Buß- und Bettag, Volkstrauertag … der November bietet viele Gelegenheiten, über die Vergänglichkeit nachzudenken. Auch unsere Kolumnistin Doris Anselm tut das – denn sie hat einen Fund gemacht, der praktisch die Vergänglichkeit in Person ist.

Vermutlich besteht der Berliner Boden da, wo er nicht asphaltiert oder gepflastert ist, inzwischen zum großen Teil aus einem Substrat von zerbröselten Bettgestellen, zermahlenen Schnapsflaschen und zerriebenen Gehäusen alter Fernseher. Bei Spaziergängen rechne ich stets mit Fundstücken aller Art, überraschen kann mich kaum noch was. Bis neulich. Da fand ich auf der Erde: Erde. Eindeutig aussortiert zwischen anderem Krempel lag dort ein voller Plastiksack "10 Liter Qualitäts-Blumenerde".

Bei originalverpackter Markenware wird in mir die Habsucht wach. Also inspizierte ich den Beutel. Er war nicht angebrochen. Da muss es einen Haken geben, dachte ich – so viel Skepsis habe ich dann doch aufgeschnappt in einem Sechsteljahrhundert Berlin. Ich griff den Sack mit spitzen Fingern und schnupperte. Nüscht. Ich wendete ihn. Hinten war sehr viel Schrift. Das brachte mich auf die Idee, nach dem Haltbarkeitsdatum zu suchen, welches mir zweifellos beweisen würde, dass das Produkt seit Jahren abgelaufen war.

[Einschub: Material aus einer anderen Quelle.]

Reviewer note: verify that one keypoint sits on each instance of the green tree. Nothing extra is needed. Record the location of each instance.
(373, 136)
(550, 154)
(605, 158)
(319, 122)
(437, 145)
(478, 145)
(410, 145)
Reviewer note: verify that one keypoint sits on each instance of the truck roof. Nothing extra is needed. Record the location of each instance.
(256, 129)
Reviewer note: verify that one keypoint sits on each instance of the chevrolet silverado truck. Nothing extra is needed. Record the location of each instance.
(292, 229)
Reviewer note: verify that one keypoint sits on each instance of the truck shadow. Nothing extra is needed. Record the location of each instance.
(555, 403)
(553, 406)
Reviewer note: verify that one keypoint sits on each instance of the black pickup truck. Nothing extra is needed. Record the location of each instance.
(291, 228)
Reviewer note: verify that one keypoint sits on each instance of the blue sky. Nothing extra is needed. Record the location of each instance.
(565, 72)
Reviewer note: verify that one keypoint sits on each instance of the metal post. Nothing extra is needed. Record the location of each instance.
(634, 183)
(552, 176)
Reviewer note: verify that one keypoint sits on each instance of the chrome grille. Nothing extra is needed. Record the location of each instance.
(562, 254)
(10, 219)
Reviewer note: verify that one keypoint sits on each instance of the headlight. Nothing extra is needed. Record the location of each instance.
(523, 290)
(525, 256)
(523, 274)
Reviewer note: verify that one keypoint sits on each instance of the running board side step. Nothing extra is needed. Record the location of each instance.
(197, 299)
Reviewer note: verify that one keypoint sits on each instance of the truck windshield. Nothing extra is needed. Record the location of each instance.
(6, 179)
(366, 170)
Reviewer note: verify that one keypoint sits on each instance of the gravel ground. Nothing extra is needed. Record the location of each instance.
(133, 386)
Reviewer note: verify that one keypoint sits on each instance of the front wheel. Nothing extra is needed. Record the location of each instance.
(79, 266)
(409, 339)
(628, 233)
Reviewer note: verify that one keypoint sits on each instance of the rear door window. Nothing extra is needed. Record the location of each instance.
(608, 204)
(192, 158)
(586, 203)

Ich suchte und suchte und las mir in diesen zehn Minuten einiges an über die Deutsche Düngemittelverordnung, über Hochmoortorf und kohlensauren Kalk. Sogar ein neues Wort lernte ich, immer ein Grund zur Freude: Perlit! Das ist eine Art Glas – gibt’s also wirklich eine zweite Chance für Berliner Schnapsflaschen? Allein: Das Haltbarkeitsdatum fand ich nicht.

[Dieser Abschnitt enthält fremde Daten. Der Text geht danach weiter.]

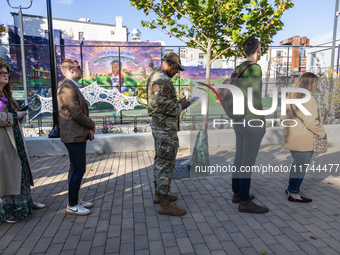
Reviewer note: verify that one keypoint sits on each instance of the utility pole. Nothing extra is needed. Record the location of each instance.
(22, 46)
(334, 33)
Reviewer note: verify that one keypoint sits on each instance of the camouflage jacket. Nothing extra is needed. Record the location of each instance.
(163, 104)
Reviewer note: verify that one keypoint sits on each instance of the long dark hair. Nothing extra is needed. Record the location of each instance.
(8, 92)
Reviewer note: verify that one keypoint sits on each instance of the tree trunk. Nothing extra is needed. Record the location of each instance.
(207, 76)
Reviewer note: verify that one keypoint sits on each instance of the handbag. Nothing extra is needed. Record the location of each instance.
(320, 144)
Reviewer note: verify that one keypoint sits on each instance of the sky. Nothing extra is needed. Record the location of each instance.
(311, 18)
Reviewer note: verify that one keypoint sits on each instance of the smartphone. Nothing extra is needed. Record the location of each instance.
(23, 109)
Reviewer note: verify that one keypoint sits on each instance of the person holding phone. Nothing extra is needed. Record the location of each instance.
(15, 173)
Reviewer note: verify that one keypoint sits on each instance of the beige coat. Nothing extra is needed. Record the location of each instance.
(300, 137)
(74, 121)
(10, 164)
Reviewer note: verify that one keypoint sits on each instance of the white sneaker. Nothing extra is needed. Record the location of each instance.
(85, 204)
(78, 210)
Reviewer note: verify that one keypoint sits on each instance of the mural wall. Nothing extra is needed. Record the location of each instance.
(125, 66)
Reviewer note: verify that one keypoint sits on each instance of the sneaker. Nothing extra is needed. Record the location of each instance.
(85, 204)
(78, 210)
(12, 220)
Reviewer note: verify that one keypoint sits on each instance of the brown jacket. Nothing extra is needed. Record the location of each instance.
(74, 121)
(300, 137)
(10, 164)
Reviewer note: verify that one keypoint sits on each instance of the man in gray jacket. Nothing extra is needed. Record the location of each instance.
(75, 129)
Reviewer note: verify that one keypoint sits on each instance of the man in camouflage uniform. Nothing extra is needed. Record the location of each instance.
(165, 109)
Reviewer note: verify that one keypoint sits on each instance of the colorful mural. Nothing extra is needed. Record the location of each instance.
(101, 62)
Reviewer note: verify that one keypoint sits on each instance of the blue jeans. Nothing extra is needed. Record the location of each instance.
(77, 154)
(248, 141)
(298, 169)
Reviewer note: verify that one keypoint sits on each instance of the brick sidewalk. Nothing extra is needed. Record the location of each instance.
(125, 221)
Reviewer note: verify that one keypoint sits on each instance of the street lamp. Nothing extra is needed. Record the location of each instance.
(22, 46)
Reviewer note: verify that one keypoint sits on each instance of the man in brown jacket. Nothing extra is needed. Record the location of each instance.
(75, 129)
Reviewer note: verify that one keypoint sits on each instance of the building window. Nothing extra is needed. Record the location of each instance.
(81, 36)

Nun gut, philosophierte ich, was soll der Erde auch noch zustoßen? Schließlich wird ja alles und jeder, wenn das eigene Haltbarkeitsdatum erheblich überschritten ist, wozu? Zu Erde! Der Wassergehalt von Blumenerde entspricht mit 55% in etwa dem des Menschen. Mir wurde ganz feierlich zumute. Was ich hier in den Händen hielt, war das Endergebnis jeglicher Vergänglichkeit. Asche zu Asche, Erde zu Erde, Compo zu Sana.